Née en 1384, à Rome, d’une famille de la haute noblesse, épouse et mère exemplaires, Françoise Romaine se fait connaître très tôt par ses oeuvres et ses dons spirituels. N’est-elle pas gratifiée de la visite constante de deux anges : son Ange gardien et un autre ange , plus sévère, chargé de la punir, même en public ? Son calme exaspère le diable qui s’avise, un jour, de la suspendre au-dessus de la rue. Elle doit rien moins qu’à une force supérieure d’être remise, manu divina, dans sa chambre. Francoise Romaine laisse un Traité de l’Enfer dicté à son confesseur. Preuve que les femmes, même saintes, peuvent être instruites : l’Enfer de Dante date de 1314.
Son calme exaspère le diable qui s’avise, un jour, de la suspendre au-dessus de la rue.

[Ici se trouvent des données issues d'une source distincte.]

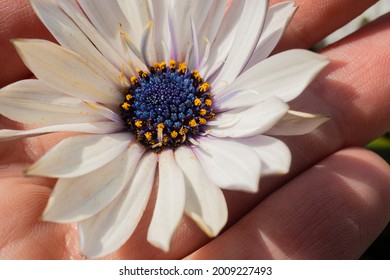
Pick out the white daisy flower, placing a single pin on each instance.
(182, 89)
(378, 9)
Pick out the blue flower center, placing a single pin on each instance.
(167, 106)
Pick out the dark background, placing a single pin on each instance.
(380, 249)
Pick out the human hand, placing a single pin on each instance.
(332, 204)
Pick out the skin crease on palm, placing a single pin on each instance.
(333, 203)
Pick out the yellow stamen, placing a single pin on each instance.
(204, 87)
(197, 102)
(183, 131)
(138, 123)
(126, 106)
(211, 116)
(148, 135)
(161, 125)
(143, 74)
(124, 81)
(192, 123)
(172, 63)
(134, 80)
(196, 75)
(182, 67)
(159, 134)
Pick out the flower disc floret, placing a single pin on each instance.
(167, 106)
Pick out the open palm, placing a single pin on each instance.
(332, 204)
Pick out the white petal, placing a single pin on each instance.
(297, 123)
(33, 102)
(248, 33)
(245, 122)
(107, 16)
(211, 24)
(278, 17)
(182, 12)
(205, 202)
(106, 232)
(70, 36)
(67, 71)
(161, 28)
(224, 39)
(138, 15)
(274, 154)
(284, 75)
(75, 199)
(93, 128)
(79, 155)
(169, 206)
(238, 99)
(73, 10)
(105, 112)
(228, 164)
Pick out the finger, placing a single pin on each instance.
(315, 19)
(333, 211)
(353, 91)
(17, 20)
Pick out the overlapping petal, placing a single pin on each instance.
(275, 156)
(107, 231)
(245, 122)
(205, 202)
(248, 30)
(75, 199)
(284, 75)
(297, 123)
(67, 71)
(93, 128)
(33, 102)
(79, 155)
(170, 201)
(277, 19)
(229, 164)
(70, 36)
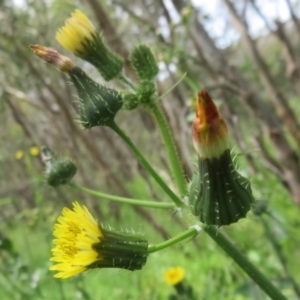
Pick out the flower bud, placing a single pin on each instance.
(98, 104)
(219, 195)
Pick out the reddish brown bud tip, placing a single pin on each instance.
(209, 129)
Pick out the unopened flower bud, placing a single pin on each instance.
(98, 104)
(144, 63)
(219, 195)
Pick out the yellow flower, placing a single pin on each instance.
(174, 275)
(76, 232)
(34, 151)
(77, 30)
(82, 243)
(81, 38)
(19, 154)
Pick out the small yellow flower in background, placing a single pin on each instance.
(19, 154)
(174, 275)
(77, 30)
(82, 243)
(34, 151)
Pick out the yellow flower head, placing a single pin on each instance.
(76, 232)
(174, 275)
(77, 30)
(82, 243)
(19, 154)
(34, 151)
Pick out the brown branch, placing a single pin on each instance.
(276, 96)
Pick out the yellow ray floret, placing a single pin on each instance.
(174, 275)
(76, 231)
(76, 31)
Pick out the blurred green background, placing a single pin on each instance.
(247, 55)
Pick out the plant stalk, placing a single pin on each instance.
(171, 151)
(146, 164)
(191, 232)
(130, 201)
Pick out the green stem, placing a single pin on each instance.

Au XIV ème siècle, Rome connaît une période de troubles sociaux et religieux. Les Papes ont dû quitter Rome pour Avignon, et la peste noire ravage la ville. Sainte Françoise se dévoue sans compter auprès des malades entraînant dans son zèle les dames de la haute société. Ses oeuvres de charité lui doivent d’être déclarée protectrice de Rome. Une basilique située au-dessus du forum lui sera dédiée au XVème siècle : son squelette est dans une châsse située dans la crypte.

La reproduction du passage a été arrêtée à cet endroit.